583帰山その後話(2/5):2017/09/23(土) 21:32:31
「なんだ、お前も利広のような事をいう。そんなに国が長く続いてほしいのか?」
「は?利広も一緒だったのか?いやそれより、国が長く安泰に続く事は万国共通の民の願いだろ、何寝ぼけたこと言ってやがる!」
 六太が頭一つ低い位置から振り返つつ尚隆に噛みつくような返事をした。
「それは民からの視点であろう。それを下から支える王は、その安泰を支えるが故に安泰と思う暇はない」
「それはわかってる。でも、それが『王』だっ!」
「……」
 慈悲が本性の麒麟の六太が、今にも泣きそうな表情をしながら王である尚隆を見つめる。
 その透き通るような紫の瞳に見つめられた尚隆は、勢いに押されたのかしばし口を閉ざした。
「お、おい尚隆…?なんか言えよ。…言えって…なあ」
 いつもは口うるさいのに今だけは死んだように黙る尚隆は、六太に不安をもたらす存在になっているのだろう。

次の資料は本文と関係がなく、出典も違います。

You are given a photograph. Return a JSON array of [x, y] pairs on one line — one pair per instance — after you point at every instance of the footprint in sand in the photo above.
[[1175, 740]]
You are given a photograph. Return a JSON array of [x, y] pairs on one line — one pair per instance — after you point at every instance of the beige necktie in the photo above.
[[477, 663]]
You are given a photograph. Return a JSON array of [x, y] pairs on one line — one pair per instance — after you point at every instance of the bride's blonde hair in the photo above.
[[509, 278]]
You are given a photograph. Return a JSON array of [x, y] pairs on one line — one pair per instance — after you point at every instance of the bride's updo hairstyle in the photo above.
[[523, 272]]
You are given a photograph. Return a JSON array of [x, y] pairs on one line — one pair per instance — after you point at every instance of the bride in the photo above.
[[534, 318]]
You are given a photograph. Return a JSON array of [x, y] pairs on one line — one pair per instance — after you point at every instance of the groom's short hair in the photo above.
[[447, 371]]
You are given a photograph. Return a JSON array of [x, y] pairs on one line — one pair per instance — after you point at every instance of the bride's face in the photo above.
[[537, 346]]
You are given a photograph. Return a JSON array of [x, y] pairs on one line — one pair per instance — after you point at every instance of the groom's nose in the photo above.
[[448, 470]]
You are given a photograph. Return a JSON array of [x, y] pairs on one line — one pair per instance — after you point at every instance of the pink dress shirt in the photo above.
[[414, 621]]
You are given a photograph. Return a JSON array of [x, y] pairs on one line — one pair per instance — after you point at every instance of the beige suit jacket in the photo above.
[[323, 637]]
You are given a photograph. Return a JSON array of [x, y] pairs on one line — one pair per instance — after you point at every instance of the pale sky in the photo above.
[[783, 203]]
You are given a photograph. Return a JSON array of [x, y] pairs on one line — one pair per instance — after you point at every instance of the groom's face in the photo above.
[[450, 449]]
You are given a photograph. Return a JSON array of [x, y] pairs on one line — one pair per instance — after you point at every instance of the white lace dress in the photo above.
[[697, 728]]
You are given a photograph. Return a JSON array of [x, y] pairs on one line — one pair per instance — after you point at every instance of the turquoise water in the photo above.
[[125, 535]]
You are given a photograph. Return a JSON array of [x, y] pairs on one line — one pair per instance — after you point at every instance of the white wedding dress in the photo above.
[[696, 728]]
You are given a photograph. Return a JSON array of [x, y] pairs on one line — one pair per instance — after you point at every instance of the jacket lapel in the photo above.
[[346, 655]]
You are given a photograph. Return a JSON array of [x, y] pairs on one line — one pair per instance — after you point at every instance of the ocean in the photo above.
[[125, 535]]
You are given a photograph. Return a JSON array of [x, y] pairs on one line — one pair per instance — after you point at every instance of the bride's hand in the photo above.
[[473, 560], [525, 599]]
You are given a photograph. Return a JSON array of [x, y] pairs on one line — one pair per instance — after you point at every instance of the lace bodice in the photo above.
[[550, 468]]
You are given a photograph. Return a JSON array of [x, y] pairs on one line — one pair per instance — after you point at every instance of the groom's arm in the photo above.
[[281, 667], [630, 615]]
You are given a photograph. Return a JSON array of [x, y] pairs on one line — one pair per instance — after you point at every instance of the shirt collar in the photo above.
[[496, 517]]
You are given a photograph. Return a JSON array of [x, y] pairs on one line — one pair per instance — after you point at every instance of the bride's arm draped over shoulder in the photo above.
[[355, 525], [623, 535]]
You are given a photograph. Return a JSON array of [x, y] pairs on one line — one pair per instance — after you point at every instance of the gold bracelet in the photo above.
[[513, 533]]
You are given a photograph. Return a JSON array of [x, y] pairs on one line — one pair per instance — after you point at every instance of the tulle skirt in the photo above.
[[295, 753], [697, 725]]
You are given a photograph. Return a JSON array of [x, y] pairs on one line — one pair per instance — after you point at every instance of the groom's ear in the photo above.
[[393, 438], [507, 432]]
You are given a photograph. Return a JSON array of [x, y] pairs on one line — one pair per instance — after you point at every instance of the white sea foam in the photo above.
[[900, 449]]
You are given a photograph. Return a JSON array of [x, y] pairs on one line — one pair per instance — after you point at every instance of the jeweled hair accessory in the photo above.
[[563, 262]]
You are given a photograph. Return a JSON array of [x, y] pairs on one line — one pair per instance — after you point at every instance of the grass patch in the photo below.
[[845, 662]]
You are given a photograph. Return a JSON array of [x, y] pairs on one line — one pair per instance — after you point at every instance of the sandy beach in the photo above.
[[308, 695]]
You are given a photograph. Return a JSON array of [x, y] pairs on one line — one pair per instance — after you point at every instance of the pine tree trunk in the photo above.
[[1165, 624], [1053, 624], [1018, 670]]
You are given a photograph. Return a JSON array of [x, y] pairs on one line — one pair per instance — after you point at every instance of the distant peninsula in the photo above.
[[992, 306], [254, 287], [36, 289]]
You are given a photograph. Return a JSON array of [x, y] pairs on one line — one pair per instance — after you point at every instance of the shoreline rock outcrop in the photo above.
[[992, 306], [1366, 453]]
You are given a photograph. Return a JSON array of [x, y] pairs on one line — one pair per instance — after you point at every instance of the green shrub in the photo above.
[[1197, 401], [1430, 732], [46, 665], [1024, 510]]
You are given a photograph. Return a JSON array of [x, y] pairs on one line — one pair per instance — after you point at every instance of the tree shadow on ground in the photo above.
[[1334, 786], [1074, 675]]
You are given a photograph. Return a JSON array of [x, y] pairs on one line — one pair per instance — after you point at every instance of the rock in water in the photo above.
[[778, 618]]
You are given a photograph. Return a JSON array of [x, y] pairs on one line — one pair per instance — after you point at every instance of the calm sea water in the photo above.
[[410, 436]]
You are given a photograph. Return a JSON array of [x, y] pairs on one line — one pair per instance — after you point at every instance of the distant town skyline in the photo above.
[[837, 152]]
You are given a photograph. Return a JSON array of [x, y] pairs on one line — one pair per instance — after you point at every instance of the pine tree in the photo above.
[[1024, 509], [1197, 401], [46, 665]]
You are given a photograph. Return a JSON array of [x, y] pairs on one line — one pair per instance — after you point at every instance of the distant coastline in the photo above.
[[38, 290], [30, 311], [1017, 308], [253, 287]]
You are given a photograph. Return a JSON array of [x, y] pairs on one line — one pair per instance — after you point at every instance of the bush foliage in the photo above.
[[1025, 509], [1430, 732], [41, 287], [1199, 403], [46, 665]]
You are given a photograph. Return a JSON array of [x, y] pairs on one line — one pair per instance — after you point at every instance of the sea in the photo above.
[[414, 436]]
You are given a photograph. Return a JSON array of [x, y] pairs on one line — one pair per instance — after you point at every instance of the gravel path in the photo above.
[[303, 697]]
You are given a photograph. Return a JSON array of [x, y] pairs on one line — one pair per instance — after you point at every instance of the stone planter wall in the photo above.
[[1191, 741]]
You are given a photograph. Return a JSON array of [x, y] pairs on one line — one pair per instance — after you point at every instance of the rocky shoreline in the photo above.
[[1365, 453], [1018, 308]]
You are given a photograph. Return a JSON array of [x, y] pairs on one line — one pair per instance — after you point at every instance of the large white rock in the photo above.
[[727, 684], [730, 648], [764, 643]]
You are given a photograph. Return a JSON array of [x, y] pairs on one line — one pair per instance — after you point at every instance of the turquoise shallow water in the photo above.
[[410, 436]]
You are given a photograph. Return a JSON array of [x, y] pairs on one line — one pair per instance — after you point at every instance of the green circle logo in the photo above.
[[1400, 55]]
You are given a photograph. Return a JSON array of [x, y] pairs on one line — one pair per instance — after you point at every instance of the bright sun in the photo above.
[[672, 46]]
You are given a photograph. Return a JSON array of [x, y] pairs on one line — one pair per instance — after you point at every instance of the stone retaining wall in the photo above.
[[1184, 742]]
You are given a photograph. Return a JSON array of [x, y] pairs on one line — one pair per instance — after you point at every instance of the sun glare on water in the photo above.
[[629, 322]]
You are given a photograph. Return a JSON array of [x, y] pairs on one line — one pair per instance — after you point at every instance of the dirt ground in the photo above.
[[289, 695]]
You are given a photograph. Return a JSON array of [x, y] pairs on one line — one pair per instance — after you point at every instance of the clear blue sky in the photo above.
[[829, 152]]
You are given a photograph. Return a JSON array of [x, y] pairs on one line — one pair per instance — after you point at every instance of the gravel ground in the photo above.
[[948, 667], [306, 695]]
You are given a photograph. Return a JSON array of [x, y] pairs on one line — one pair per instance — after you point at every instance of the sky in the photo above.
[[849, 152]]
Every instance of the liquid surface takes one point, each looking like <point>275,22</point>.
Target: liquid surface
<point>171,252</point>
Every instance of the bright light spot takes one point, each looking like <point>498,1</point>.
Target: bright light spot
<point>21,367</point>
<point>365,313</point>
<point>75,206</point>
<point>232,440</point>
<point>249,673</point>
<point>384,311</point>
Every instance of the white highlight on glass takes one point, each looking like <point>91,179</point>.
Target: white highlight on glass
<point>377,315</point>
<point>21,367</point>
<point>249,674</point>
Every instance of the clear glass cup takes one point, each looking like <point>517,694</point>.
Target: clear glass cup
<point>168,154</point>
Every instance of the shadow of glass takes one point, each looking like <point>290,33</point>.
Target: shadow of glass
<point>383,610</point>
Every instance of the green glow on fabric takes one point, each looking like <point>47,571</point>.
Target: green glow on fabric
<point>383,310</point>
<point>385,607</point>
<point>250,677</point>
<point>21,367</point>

 沈黙は解決にならないと、何とかして主の言をもらおうと六太は怖気づきそうな心を奮い立たすと、再度傍らの男の顔を見上げる。
 そこには治世五百年を立派に治めた一人の男がいた。
 あるいは当極当時は枯れた黒い国土とたった30万しかいない民から国を支え続けた精悍な男の面が六太の目前にあった。
「尚、隆…」
 その漆黒の瞳に今何が映っているのだろう。
 ただ目前に存在する麒麟の金の鬣が反射してるだけではないはずだ。
「なんか、言えって…」
 六太が続く沈黙から耐えきれず俯こうとした瞬間、顎に尚隆の手がかかる。
「あ、…んっ!?」
 どうしたと驚く暇もさせぬ程自然に尚隆から接吻を受ける六太は、存外固まってしまう。 
「んぅ…ふ…っ」
 ドンドンと場違いだろ、止めろと六太は尚隆の胸を強く叩く。
 その意を知らないように無視してなおも尚隆は接吻を続けた。
 戯れにしては悪質な悪戯は、六太が根負けをして腕の力を抜くまで続けられた。
「…は、あ…っ。はあ。お前、最低…!接吻でごまかすなよ…」
「そうか?それは悪かった。次はどこでやって欲しいか教えるんだな」
「莫迦。そーゆー事じゃねえって。もう…なんなんだ莫迦尚隆…」
 六太はあまりの尚隆の行動に力が抜けてしまう。
「なあ六太。お前の言ったとおり俺は死ぬまで王だ。それは知ってる。お前とて、死ぬまで麒麟の本性から離れられぬようにな…」
「ああ。そういやそうだったな…」
 ようやく話し始めた尚隆とは反対に、六太にその言葉は不快らしく顔を前方に向けてしまう。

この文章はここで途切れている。